Outflows of foreign funds from Brazil's Bovespa spike on tax change
* Removal of tax on bonds led to outflows from stocks
* Higher interest rates make bonds more attractive
* Net foreign outflows hit high for the year on June 5
By Asher Levine and Danielle Assalve
SAO PAULO, June 7 (Reuters) - Net outflows of foreign funds from Brazil's Bovespa stock exchange totaled 1.33 billion reais on Wednesday, the highest figure recorded this year, according to data released by exchange operator BM&F Bovespa SA on Friday.
The exit of foreign investors came on the day Brazil's government removed a 6 percent tax on foreign investment in local bonds, which led to a 2.26 percent one-day decline in the benchmark Bovespa index.
Analysts cited a number of reasons for the departure of foreign funds, including the unwinding of positions meant to get around the tax, known as IOF.
Previously, many foreign investors effectively avoided the tax by buying a stock and then building up an opposite short position in the futures market, allowing the investor to profit from the interest rate priced into the difference between the stock price in the spot and the future markets.
"Without the IOF on fixed income, those who traded off the difference between rates in the spot market and the futures market - the so-called 'cash and carry' operations - can now go straight to fixed income," said Luiz Roberto Monteiro, an analyst with brokerage Renascenca in Sao Paulo.
Brazil's central bank raised its benchmark interest rate by a half percentage point last week, a move that increased the attractiveness of Brazilian bonds compared with equities, analysts said.

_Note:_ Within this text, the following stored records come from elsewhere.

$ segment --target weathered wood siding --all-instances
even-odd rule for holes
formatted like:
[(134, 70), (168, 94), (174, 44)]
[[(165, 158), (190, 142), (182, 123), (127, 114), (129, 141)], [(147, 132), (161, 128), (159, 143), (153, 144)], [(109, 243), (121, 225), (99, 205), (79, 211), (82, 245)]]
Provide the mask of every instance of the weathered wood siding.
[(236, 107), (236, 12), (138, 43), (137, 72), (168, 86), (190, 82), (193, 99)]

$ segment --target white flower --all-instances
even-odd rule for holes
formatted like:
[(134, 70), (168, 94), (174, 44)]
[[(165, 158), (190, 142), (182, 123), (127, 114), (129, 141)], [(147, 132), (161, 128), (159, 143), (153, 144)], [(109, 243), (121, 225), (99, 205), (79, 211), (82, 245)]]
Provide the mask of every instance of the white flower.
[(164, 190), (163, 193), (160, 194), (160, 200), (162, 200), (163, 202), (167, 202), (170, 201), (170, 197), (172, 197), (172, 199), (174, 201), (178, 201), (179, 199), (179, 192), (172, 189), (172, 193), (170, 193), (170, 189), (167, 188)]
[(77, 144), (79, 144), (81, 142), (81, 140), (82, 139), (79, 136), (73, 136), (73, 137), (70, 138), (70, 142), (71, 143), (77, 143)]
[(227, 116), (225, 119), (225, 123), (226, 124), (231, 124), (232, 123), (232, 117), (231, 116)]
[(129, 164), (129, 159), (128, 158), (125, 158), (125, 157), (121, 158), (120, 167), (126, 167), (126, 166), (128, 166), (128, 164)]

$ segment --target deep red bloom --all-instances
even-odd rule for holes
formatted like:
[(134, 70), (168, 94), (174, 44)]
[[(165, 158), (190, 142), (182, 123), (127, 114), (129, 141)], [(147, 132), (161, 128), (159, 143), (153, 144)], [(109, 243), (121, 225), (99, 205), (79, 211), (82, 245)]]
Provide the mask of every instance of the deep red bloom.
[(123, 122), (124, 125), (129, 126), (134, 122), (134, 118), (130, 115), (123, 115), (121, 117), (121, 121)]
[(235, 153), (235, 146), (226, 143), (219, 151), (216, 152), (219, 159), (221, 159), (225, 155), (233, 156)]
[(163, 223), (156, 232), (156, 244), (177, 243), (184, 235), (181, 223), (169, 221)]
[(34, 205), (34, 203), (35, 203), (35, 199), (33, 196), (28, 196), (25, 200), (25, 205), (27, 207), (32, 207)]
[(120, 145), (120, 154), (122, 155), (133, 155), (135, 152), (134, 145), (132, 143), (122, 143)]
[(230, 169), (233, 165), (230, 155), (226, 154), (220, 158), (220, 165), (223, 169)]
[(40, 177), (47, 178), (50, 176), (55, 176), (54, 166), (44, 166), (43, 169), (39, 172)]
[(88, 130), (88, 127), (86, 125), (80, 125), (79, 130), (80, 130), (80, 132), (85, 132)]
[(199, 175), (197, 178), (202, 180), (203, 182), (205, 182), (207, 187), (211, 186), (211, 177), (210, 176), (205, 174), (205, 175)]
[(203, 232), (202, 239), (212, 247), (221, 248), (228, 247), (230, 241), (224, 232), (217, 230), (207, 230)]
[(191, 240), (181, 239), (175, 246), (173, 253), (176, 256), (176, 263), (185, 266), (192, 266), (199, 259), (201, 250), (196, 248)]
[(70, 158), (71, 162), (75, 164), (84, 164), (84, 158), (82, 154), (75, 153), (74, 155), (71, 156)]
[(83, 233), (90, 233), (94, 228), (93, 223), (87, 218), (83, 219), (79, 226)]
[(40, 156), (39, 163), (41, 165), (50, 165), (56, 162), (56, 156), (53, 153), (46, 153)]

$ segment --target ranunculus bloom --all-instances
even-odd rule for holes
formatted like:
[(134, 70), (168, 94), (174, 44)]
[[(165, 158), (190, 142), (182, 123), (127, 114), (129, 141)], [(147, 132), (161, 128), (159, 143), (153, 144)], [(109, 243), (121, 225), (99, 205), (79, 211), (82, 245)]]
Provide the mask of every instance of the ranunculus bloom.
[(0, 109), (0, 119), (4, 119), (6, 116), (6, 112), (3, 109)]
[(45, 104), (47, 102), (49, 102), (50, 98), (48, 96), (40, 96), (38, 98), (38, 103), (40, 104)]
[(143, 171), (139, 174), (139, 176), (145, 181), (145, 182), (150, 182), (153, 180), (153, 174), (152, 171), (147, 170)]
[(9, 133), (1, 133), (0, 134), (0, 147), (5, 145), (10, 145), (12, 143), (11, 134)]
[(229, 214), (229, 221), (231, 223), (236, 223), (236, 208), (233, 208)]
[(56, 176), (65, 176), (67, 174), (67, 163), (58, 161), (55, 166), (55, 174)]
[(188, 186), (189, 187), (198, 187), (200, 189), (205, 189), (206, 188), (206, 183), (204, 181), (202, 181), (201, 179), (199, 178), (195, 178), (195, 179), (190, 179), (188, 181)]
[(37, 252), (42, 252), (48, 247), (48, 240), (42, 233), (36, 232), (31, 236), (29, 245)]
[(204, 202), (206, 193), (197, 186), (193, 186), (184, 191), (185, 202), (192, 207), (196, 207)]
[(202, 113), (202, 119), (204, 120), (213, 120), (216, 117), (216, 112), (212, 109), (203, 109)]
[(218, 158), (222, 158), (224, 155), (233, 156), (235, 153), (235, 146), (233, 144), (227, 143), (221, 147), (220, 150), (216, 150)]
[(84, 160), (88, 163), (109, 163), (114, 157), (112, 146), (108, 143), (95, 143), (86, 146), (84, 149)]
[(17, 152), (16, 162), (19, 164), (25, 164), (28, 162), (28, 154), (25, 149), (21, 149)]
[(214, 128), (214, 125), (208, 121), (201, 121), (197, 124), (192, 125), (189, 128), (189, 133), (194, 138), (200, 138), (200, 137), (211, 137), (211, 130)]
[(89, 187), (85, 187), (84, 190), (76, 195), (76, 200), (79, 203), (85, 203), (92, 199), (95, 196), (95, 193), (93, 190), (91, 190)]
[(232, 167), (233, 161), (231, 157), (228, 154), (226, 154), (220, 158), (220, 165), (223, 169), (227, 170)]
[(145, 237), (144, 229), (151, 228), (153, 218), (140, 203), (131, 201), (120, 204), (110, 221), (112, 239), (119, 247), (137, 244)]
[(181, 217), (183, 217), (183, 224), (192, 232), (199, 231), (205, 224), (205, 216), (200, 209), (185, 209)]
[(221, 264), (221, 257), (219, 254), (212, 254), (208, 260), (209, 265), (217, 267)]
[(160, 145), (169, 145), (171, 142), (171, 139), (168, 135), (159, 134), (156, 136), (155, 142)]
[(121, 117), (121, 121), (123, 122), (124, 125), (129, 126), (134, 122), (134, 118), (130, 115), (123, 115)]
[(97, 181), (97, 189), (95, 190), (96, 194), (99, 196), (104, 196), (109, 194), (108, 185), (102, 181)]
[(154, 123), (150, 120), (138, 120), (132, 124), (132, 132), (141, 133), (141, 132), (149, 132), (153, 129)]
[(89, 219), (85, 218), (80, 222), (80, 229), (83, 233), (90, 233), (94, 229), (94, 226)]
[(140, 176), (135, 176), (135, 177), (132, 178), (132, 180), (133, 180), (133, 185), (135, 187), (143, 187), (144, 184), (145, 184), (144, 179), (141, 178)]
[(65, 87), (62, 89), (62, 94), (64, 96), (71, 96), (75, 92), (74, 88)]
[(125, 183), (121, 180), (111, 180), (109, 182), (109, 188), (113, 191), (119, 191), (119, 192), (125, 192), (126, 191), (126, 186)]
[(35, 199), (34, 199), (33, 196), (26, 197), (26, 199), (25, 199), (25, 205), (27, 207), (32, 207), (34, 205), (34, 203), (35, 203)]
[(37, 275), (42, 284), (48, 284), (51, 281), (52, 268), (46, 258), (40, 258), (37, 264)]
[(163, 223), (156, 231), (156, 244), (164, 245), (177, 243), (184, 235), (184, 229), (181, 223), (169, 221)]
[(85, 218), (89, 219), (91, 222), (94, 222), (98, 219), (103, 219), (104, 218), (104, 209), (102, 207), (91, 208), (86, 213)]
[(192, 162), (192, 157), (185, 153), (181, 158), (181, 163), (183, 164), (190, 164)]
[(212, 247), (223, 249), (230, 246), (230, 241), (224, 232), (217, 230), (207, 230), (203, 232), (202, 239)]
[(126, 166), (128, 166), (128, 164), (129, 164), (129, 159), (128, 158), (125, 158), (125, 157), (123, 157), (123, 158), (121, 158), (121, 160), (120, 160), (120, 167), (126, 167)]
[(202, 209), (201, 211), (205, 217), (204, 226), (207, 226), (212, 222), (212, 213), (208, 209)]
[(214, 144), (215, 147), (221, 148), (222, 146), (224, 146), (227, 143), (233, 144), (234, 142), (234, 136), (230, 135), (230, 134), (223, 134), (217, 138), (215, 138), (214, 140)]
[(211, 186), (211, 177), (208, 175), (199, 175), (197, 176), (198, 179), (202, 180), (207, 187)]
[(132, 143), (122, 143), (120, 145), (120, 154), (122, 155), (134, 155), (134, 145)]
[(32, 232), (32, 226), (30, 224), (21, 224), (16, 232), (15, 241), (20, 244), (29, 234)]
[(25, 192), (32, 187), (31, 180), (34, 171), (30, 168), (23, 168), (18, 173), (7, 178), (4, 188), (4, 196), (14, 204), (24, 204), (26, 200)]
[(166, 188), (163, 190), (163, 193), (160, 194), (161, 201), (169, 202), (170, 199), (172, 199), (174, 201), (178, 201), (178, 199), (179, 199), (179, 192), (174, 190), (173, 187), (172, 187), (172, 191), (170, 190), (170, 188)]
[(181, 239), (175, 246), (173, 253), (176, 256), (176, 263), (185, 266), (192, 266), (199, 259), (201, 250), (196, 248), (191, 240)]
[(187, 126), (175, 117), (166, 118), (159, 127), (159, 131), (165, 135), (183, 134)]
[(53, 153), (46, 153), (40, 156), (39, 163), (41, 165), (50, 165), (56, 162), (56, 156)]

"The movement (in stock flows) we're seeing now also has to do with the expectation for a reduction of bond purchases (by the Federal Reserve) in the United States and the resulting fall in liquidity, which emerging markets are going to feel more than others," said Alvaro Bandeira, a partner with Orama Investimentos in Rio de Janeiro, Brazil.
With the sharp decline on June 5, net foreign positions in the Bovespa fell to 6.56 billion reais. Foreign-held short contracts for the Bovespa index totaled 132,400, equivalent to nearly 7 billion reais.